Well, it's been a fun ride, people. Just wanted to thank everyone for reading, and for all the insightful and intelligent comments. Some of you wrote nearly as much as I did! Plus, the discussion was remarkably civil -- I didn't need to weed out a single schmuck.

I continue to be amazed at the prospect of a having a smart, respectable president, and an administration that does not feel like an elaborate charade. It has been so long, I'm still getting used to the idea. Here's hoping that Obama avoids the trap of hypercautious triangulation, and instead uses his rhetorical brilliance to push for real progress. Opportunities like these don't come along very often.

by Jen Sorensen, November 6th, 2008 09:51pm

McCain's concession speech was indeed gracious, and had he acted more like that throughout the campaign, I think the race would have been closer. Let us hope that as he makes nice again with the media, no one entirely forgets how he pandered to the worst in people. With that in mind, I would just like to say: in your face, you big douchenozzle.

But really, I'm not thinking all that much about McCain right now; I just continue to be amazed by almost otherworldly headlines like "OBAMA SETTING UP TRANSITION TEAM." It's like a small detail I would have drawn in a cartoon fantasizing about the end of the Bush administration. Except it's real. (My smile will turn into a frown, though, if he picks Larry Summers as Treasury Secretary.)

I've been especially heartened by the images of celebrations around the world. To echo Nicholas Kristof's column from today, whatever Obama actually manages to achieve, or not, in terms of policy, the symbolism of his victory is itself a great accomplishment. He probably did more for the cause of democracy in one night than the neocons have tried to do at gunpoint for years.

by Jen Sorensen, November 5th, 2008 03:55pm

When I began this blog in its current form, a couple weeks after my coverage of the Democratic National Convention, I half expected it to be an exercise in masochism. McCain and Palin were riding high in the polls following her hard-edged acceptance speech at the RNC. Obama was under constant attack. The course of events seemed all too familiar.

And then something happened. Many things, actually. The first was Tina Fey's Palin impersonation on SNL. I had just asked in a post whether late-night comedians were making fun of Palin in any meaningful way, and sure enough, a commenter linked to the first Fey skit that had run a couple days earlier. All the tension that had been building up over the Palin nomination suddenly found an outlet. Her self-sabotage in the Gibson and Couric interviews only added fuel to the fire. Then came the financial meltdown, Obama's steady debate performances, and McCain's spastic devolution.

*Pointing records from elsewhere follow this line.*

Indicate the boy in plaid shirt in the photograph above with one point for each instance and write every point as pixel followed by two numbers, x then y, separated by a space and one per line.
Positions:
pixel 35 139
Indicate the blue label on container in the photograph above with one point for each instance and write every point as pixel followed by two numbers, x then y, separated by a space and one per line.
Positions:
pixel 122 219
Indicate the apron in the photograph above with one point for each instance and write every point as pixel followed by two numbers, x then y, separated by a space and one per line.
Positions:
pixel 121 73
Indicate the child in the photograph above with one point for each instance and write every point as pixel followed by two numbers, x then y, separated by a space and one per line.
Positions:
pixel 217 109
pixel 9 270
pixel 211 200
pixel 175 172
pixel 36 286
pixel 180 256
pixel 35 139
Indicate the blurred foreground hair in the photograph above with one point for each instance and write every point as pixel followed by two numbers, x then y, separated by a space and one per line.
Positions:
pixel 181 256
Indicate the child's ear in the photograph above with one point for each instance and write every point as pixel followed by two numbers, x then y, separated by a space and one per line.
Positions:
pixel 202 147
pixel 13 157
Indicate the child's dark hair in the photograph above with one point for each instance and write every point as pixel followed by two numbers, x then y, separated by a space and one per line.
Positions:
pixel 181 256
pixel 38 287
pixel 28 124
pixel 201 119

More generally, I see a shift in the culture away from the Bush-Cheney zeitgeist. In 2004, I wrote that America had become a "snorting, stomping, hate-filled beast" that I no longer recognized from my childhood. Pseudo-patriotism, extreme militarism, and self-righteous, jaw-jutting, macho posturing ruled the day. At times it felt like the country had literally become a giant Hummer. It seemed like that mindset would never end.

Those attitudes are certainly still around, but they've curdled somewhat. Katrina, Iraq, and the economy have had a humbling effect. Politicians can no longer get away with dividing the country into "real" and "fake" portions. Yet the McCain campaign acted as though it were stuck in 2004. And why wouldn't they? The same people who ran Bush's 2004 campaign were calling the shots.

Not all the news has been good, however. The passage of Proposition 8 in California shows that many of the same voters who helped achieve one civil rights milestone have set back another. Oppression can be depressing that way.

Also frustrating is the possibility that Perriello could lose to Goode by a mere handful of votes. While I was having dinner at a restaurant last night, I overheard a young woman -- almost certainly a UVA undergrad -- remark on the congressional race. She knew nothing about either candidate, so she decided to vote for the one with "the funny name" which, according to her, was Goode. I kid you not.